If you've never been in to a star party, I strongly recommend that you attend one. Even if it's cloudy, you are virtually guaranteed to come away with your astronomical batteries tremendously recharged. You meet old friends, make new ones, and make your observing experience so much richer.
So when Sky & Telescope asked me to visit Starfest in Ontario, Canada this year, I accepted with enthusiasm. Starfest has some of the most enthusiastic amateur astronomers I've ever seen. And when the sky is clear, as it was this year, they go wild. The event is organized and run by the North York Astronomical Association whose committee, led by Andreas Gada and Bonnie Bird, has been staging Starfest for 21 years.
Friday, August 22nd Amateurs across northeastern North America consider this annual meeting, the largest Canadian star party, as one of their best chances of the year for a clear, dark sky. Upon our arrival late on Friday afternoon, Peter Jedicke, the first national vice president of the Royal Astronomical Society of Canada and my traveling partner for the trip to the River Place campground, remarked that "people are setting up camp almost to the front gate. That's a sign of a good attendance." He was right this year's meeting drew some 1,200 attendees, a new record.
The campground, located about 90 miles northwest of Toronto, has handled Starfest since the event began. It is spacious, clean, and offers good horizons. As the Sun tipped the horizon this evening, we were all anxious to observe, so my talk began and ended precisely on schedule.

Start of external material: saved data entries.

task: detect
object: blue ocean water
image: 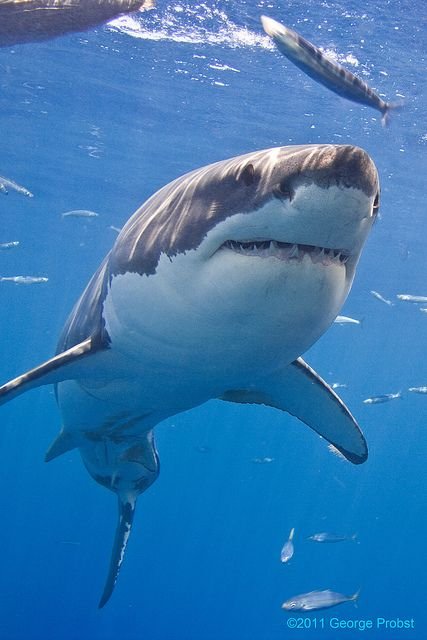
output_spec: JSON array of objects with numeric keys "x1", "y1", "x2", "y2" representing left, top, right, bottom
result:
[{"x1": 0, "y1": 1, "x2": 426, "y2": 638}]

As I walked toward the podium, I noticed several people from Montreal in the audience, specifically Constantine Papacosmas, Geoff Gaherty, and Jim Low three amateur astronomers I used to attend meetings with in Montreal in the late 1960s. Each one is as passionate about his hobby as he was decades ago.
After my presentation I sat with a group of high-school- and college-age kids who had come from all across Canada. One young student told me how excited she was when Shoemaker-Levy 9 hit Jupiter. She was only 7 years old then. It's always great to see so much enthusiasm from young people.
Finally I made my way back to my telescope. The sky was very clear despite a few high cirrus clouds and a brief auroral glow. The view to the south was diminished somewhat by the light pollution from nearby towns that grew in population with distance, culminating in the 3-million strong metropolis of Toronto. Notwithstanding, the glow to the south, Starfest is blessed with a very dark sky. On this Friday night, the crisp, plentiful stars were accented with a gorgeous performance of late Perseid meteors. There has been talk in recent years about possibly changing venues for this star party. But with the sky as dark as it was this year, it seems opponents to the River Place campground don't appear to be in any great hurry to change sites anymore.
A little after 1:00 a.m., I started a 3-hour comet sweep of the northeastern sky. After the crescent Moon rose, humidity caused considerable deterioration, and in the last hour before dawn, I stopped comet hunting altogether.
Saturday, August 23rd
The next day was beautiful, clear, and dry an absolutely perfect day for a star party. At 2:30 I gave my second talk, after which I met with another group of children. We returned to the large tent in the evening for the door prizes and for something very imaginative a costume masquerade where people were asked to dress as their favorite alien. The young North York Astronomical Association members had decorated the stage all week as a Martian landscape. Bird and a newly shaven Gada emerged from a cascade of white vapor as two Vulcans. SkyNews editor Terence Dickinson slowly walked onstage, also bathed in white vapor, to begin his lecture about Mars.
Dickinson's talk was a highlight among several interesting presentations at Starfest. Doug Hallman from the Sudbury Neutrino Observatory explained his institution's solution for the problem of the "missing" neutrinos. Another exciting presentation came from McMaster University's Doug Welch, whose career in observing began as a young member of the Royal Astronomical Society of Canada's Ottawa Center.
Dickinson's Mars talk ended the formal program, leaving us to our final night of observing. The sky to the north (away from the distant city glows) stayed pristine all evening long. By 1 a.m., even the clouds that were creeping in from the west at sunset had even retreated. We all enjoyed a beautiful, clear sky.
Sunday, August 24th By Sunday morning an exhausted, but happy, group of observers took down their tents and telescopes and headed home. It was amazing to see a field filled with so many telescopes of all sizes and types, from store-bought to homemade, all disappear in an hour or so. I headed south toward Pearson International Airport with Tom Glinos, one of Canada's best telescope makers. In the back was proof of his expertise, a beautiful homemade 20-inch Dobsonian that combined great wide-field views of deep sky objects with a excellent high-power images of Mars. The telescope featured quiet servo motors that also allowed it to track.
I always thought that star parties are meant to recharge one's observing batteries. I can say that mine are back to running at full capacity.